Der im Wald am 3. 3. 2007 tödlich verunglücke Ehemann der Klägerin half einem Bekannten beim Zersägen von käuflich erworbenem Brennholz, das auf einem Polter an einem Forstwirtschaftsweg gelagert war. An dem Unglückstag herrschte starker Wind mit orkanartigen Böen. Infolge starker Regenfälle in den Tagen zuvor war der Waldboden sehr aufgeweicht und die Waldwege waren morastig. Gegen 12.00 Uhr mittags wurde eine Buche entwurzelt und erschlug den Ehemann der Klägerin. Das beklagte Land Baden-Württemberg hatte im September / Oktober 2006 eine Sichtung der Bäume auf alters- und krankheitsbedingte Erscheinungen durchgeführt und vom 2. bis 14. Januar 2007 Hiebsmaßnahmen zur Verjüngung des Bestandes vorgenommen.
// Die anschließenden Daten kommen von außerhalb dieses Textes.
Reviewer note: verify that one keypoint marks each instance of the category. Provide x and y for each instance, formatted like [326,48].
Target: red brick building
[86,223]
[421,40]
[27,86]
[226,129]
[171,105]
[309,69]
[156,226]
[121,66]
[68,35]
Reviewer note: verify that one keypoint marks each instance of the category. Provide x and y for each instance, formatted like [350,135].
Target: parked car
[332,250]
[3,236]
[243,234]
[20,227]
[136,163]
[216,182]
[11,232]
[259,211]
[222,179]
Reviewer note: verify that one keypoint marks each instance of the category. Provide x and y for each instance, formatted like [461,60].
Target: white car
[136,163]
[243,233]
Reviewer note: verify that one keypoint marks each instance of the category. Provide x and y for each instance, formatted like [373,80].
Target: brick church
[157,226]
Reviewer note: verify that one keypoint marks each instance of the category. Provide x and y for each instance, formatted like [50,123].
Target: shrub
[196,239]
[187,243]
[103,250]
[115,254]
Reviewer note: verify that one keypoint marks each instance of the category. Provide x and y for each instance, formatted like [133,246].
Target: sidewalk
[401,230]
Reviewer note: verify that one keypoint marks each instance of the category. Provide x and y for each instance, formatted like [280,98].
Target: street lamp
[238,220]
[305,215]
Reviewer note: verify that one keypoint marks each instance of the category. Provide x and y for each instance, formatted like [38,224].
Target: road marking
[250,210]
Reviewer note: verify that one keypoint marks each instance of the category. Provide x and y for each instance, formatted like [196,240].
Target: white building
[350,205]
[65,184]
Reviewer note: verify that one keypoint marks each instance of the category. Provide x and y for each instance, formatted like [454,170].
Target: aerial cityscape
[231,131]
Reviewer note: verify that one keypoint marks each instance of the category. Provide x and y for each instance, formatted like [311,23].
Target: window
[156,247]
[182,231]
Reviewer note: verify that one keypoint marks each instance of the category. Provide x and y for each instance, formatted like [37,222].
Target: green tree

Die Klage auf Feststellung, dass das beklagte Land Baden-Württemberg verpflichtet sei, der Klägerin allen entstandenen und noch entstehenden materiellen und immateriellen Schaden zu ersetzen, wurde sowohl erstinstanzlich durch das LG Karlsruhe als auch zweitinstanzlich durch das OLG Karlsruhe abgewiesen.

 

Der Leitsatz des Urteils des OLG Karlsruhe lautet wie folgt:

 

„Den Waldbesitzer trifft keine Verkehrssicherungspflicht gegen waldtypische Gefahren. Er ist nicht verpflichtet, Bäume einer regelmäßigen Kontrolle zu unterziehen oder Vorsorge gegen durch Windbruch oder Windfall drohende Gefahren zu treffen. Das gilt auch gegenüber Holzeinschlagsberechtigten. Eine Haftung kommt allenfalls in Betracht, wenn im Zuge von Bewirtschaftungsmaßnahmen über das übliche und vorhersehbare Maß hinausgehende akute Gefahren geschaffen werden“.

 

Die Ausführungen des OLG Karlsruhe lassen sich im Einzelnen wie folgt zusammenfassen:

 Zunächst führt das OLG aus, dass das Betreten des Waldes nach § 14 Abs. 1 Satz 3 BWaldG, § 37 Abs. 1 Satz 3 LWaldG B.-W. im Hinblick auf waldtypische Gefahren auf eigene Gefahr erfolge. Die allgemeine Verkehrssicherungspflicht beschränke sich daher grundsätzlich auf den Schutz vor atypischen, also nicht durch die Natur oder eine ordnungsgemäße Bewirtschaftung begründete, sondern vom Waldbesitzer selbst geschaffene Gefahren, mit denen auch ein vorsichtiger und aufmerksamer Waldbesucher nicht rechnen müsse.  Danach bestehe grundsätzlich – auch im Zusammenhang mit Bewirtschaftungsmaßnahmen – keine Pflicht des Waldbesitzers, Bäume einer regelmäßigen Zustandskontrolle zu unterziehen und Vorsorge gegen etwa durch Windbruch und Windfall drohende Gefahren zu treffen. Gerade bei Baumgefahren, die etwa von bei starkem Wind umsturzgefährdeten Bäumen ausgehen, handele es sich um waldtypische Waldgefahren, mit denen derjenige, der sich in die Natur begebe, rechnen müsse und die er nach der gesetzgeberischen Wertentscheidung in § 14 Abs. 1 Satz 3 BWaldG, § 37 Abs. 1 Satz 3 LWaldG B.-W. selbst übernehme.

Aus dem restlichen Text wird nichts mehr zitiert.